7 plead guilty as part of $5 million Rock Hill food stamp scam
Seven Rock Hill women who received food stamps pleaded guilty Thursday to more than $20,000 in food stamp fraud at a Rock Hill store. Three of the store owners now face up to five years in prison for a $5 million food stamp trafficking scheme.
All who pleaded guilty Thursday in state court in York have to pay the money back to avoid jail time and probation.
The seven who pleaded guilty Thursday are: Kimberly Johnson, 28, $2,195 in fraud; Victoria Sanders, 25, $2,234; Dequitta White, 31, $3,070; Jatonica Williams, 31, $5,238; Brooke Rogers, 27, $2,134; Shenisa Davis, 36, $2,549; and Labrecia White, 24, $2,962.
Johnson pleaded guilty by herself. The other six pled in two groups of three.
The women avoided years in prison on felony food stamp fraud charges by pleading guilty to misdemeanor fraud charges and accepting the requirement to pay the money back. Each defendant received a 30-day sentence in jail that was suspended, and two years probation that will be dismissed if all the money is repaid by Dec. 31.
Now the store owners face prison and potentially paying back as much as $5 million, said Mark McKinnon, 16th Circuit assistant public defender who represented three of the women who pleaded guilty Thursday.
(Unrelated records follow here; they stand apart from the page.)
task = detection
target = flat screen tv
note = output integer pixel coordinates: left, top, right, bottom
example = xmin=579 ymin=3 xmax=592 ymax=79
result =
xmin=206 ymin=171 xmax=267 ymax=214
The guilty pleas are the latest action in the state and federal crackdown on a scam involving cash payoffs for purchases of cigarettes, gas and beer. The scam was uncovered last year at the Daily Express mart in Rock Hill. The owners of the store, Li Fang Phu, Hoang Nguyen and Dianne Phu, all of Rock Hill, pleaded guilty in federal court last year to a scheme prosecutors said had been going on for years.
Food stamps can be used only for the purchase of nonprepared food, no cash should be returned to the holder, said S.C. Assistant Attorney General Sam Jones.
The store owners potentially will get reduced sentences for their agreement to testify against the food stamp recipients who received illegal cash and goods. However, those three store owners were not in court Thursday in York and will not be sentenced in federal court until their work as cooperating witnesses is finished.
The food stamp scam among the store owners and dozens of store customers went on from March 2014 to 2016, Jones said in court Thursday. Jones, who prosecutes food stamp cases statewide, said the store owners were “trafficking” food stamps and exchanging benefits for cash, while the food stamp recipients caught by investigators repeatedly used food stamps for illegal purchases and cash back. The scheme involved buying hot food, a single beer, cigarettes, or gasoline with a food stamps debit card and getting cash back.
“Through a pattern of excessive transactions,” investigators found the incidents of up to $100 each time where people received illegal goods, money, or both, Jones said.
Food stamps is the commonly used name for the Supplemental Nutrition Assistance Program aimed at helping the poor get enough to eat.